In our part of the world, Arizona’s finances are so bad that it is contemplating putting its prisons into private hands, reports the New York Times. “State officials will soon seek bids from private companies for nine of the state’s 10 prison complexes that house roughly 40,000 inmates, including the 127 here on death row,” the paper reports. “It is the first effort by a state to put its entire prison system under private control.”
A non-budget-related story out of Wisconsin shows how a movement beginning there aims to give the state schools superintendent ‘super duper powers’ to intervene in failing schools, including suggesting curriculum changes. The reason: Wisconsin wants to compete better for federal education grants, the Milwaukee Journal Sentinel reports.

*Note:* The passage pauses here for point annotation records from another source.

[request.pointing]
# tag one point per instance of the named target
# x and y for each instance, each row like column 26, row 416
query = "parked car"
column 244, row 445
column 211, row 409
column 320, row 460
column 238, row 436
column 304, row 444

Rhode Island, meanwhile, may be the first state to try to track swine flu through electronic data, the Associated Press reports.
Newspaper web sites are not holding onto ad dollars, even as Internet advertising is creeping back in a sour economy. More and more advertisers may plan big splashes for the big newspaper sites — Washingtonpost.com, nytimes.com and the Wall Street Journal — but they are more often spreading dollars to Internet-based ad exchanges like Advertising.com from AOL and DoubleClick Ad Exchange from Google, which dominate the buying and selling of extra space, the New York Times reports.
Are more newspapers beginning to move their websites toward the pay model? Advertising Age takes a stab at that issue, and answers with ‘Well, maybe.’
And after the recession, what’s next for newspapers. Editor & Publisher ponders that question in a thoughtful piece quoting people who get paid to think about such things.